大田区の区史を編纂したとき、地元の多くの古老から、地域の伝承を聞いて記録したそうです。そのとき複数の古老から、次のような道灌の築城伝説を採取した、と学芸員は記録を開きながら説明してくれました。
(北野神社境内・天神山)
15世紀中頃の長禄年間に、太田道灌が主君の上杉氏から江戸築城を命ぜられたので、築城の場所をさがして諸所方々を調査しました。あるとき道灌は、馬込の入り組んだ山地へ来てその地勢にたいへん関心を持ち、村人にこの地の名前を尋ねました。村人が「九十九谷(くじゅうくたに)」と答えると道灌は、百に一つ足りない、と験をかついで築城を断念したということです。江戸時代の「新編武蔵風土記稿」(1829年)には、この地について「土地高低甚だし、故に土俗に九十九谷と称す」とあります。今も馬込文士村に入ると、あっち向いてもこっち向いても坂ばかりです。天神山は博物館から徒歩五分ほどの北野神社のあたりで、その境内にうっそうと巨木が茂っています。

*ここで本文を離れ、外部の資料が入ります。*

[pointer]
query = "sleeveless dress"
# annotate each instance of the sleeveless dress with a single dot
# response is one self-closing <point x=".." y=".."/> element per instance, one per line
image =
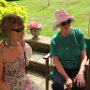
<point x="15" y="77"/>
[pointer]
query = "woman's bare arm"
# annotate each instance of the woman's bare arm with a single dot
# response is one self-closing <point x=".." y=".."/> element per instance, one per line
<point x="2" y="84"/>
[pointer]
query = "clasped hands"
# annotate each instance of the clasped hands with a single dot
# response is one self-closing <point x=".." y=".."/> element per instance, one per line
<point x="79" y="80"/>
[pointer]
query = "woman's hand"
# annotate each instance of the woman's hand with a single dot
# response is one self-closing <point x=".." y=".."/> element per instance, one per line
<point x="69" y="83"/>
<point x="79" y="79"/>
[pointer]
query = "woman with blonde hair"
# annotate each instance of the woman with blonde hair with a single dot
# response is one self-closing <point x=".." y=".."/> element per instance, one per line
<point x="12" y="57"/>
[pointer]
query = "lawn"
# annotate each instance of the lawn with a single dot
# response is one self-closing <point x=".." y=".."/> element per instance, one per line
<point x="38" y="10"/>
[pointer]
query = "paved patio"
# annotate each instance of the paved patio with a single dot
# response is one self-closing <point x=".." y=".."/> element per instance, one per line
<point x="39" y="80"/>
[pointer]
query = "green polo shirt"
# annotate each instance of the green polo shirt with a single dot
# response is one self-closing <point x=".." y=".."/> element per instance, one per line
<point x="68" y="49"/>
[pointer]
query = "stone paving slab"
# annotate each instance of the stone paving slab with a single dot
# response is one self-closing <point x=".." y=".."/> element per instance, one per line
<point x="39" y="80"/>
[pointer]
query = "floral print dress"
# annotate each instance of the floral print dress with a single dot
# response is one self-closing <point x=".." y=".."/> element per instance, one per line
<point x="15" y="77"/>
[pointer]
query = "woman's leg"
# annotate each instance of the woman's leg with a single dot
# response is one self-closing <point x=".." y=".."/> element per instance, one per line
<point x="58" y="81"/>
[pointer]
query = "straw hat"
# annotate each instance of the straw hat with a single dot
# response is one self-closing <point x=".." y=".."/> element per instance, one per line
<point x="60" y="16"/>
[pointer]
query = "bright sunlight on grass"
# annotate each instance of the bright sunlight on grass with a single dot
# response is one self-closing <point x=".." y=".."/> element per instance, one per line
<point x="38" y="10"/>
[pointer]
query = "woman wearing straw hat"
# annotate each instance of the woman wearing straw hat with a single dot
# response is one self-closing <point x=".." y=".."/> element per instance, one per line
<point x="68" y="50"/>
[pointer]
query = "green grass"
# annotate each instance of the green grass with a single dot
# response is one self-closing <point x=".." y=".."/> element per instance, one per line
<point x="38" y="10"/>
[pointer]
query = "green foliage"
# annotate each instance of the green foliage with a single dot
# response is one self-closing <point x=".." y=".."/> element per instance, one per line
<point x="12" y="8"/>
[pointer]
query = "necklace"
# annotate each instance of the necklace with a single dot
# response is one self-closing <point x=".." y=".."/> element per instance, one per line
<point x="7" y="43"/>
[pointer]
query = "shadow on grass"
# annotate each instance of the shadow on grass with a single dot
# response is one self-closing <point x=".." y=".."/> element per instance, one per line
<point x="43" y="8"/>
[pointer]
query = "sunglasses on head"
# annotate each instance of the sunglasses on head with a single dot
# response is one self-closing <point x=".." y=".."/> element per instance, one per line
<point x="18" y="30"/>
<point x="66" y="22"/>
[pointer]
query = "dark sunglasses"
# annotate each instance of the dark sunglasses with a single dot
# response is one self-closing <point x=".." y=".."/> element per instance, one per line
<point x="66" y="22"/>
<point x="18" y="30"/>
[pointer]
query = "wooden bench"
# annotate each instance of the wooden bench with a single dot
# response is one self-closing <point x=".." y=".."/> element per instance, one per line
<point x="49" y="72"/>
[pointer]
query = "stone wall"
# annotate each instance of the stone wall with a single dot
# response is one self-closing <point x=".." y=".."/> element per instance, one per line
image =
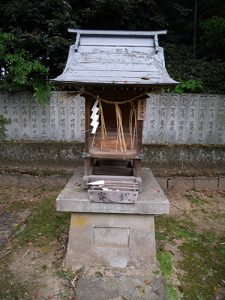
<point x="170" y="118"/>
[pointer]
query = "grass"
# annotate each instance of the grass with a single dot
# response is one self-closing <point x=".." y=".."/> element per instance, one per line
<point x="45" y="224"/>
<point x="166" y="267"/>
<point x="196" y="201"/>
<point x="203" y="258"/>
<point x="11" y="288"/>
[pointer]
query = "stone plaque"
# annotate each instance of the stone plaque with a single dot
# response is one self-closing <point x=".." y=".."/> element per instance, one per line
<point x="112" y="237"/>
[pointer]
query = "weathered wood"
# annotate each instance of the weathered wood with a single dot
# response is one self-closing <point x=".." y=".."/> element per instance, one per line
<point x="116" y="32"/>
<point x="141" y="109"/>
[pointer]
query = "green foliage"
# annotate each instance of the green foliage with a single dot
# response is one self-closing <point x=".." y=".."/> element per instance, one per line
<point x="189" y="86"/>
<point x="20" y="71"/>
<point x="40" y="29"/>
<point x="183" y="66"/>
<point x="213" y="35"/>
<point x="3" y="122"/>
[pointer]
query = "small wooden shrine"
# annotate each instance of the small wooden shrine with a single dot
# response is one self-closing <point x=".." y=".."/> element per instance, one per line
<point x="115" y="71"/>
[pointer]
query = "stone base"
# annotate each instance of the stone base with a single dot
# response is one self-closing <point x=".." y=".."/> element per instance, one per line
<point x="113" y="240"/>
<point x="112" y="234"/>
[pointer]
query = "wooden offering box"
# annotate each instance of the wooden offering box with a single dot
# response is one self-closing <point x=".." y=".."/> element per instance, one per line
<point x="115" y="71"/>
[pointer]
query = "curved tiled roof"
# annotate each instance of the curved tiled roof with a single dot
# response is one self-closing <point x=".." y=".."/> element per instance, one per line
<point x="115" y="57"/>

道灌は、「地形肝要」を戦略の柱としていたので、築城でも野戦でも地形と地相には大いに拘りました。おそらく道灌は、馬込の九十九谷で、地形、千葉氏からの距離、周囲の交通路、水源などを充分調べ尽くしたうえで、地名で験を担いだふりをして築城を断念したのだと思います。
(馬込文士村の尾崎士郎住居跡)
大正時代から昭和時代にかけ、この地に作家の尾崎士郎と宇野千代が移り住んで他の文士を呼び寄せました。川端康成、山本周五郎など数十名の文士や芸術家が集まり、九十九谷は文士村と呼ばれるようになっていろいろ話題を振りまきました。馬込文士村は現在、一種の観光地のようになり、諸所に立つ文士の住居跡表示と説明板を廻り歩く、物好きでヒマで元気な高齢者が散見されます。私もその中の一人と見えたことでありましょう。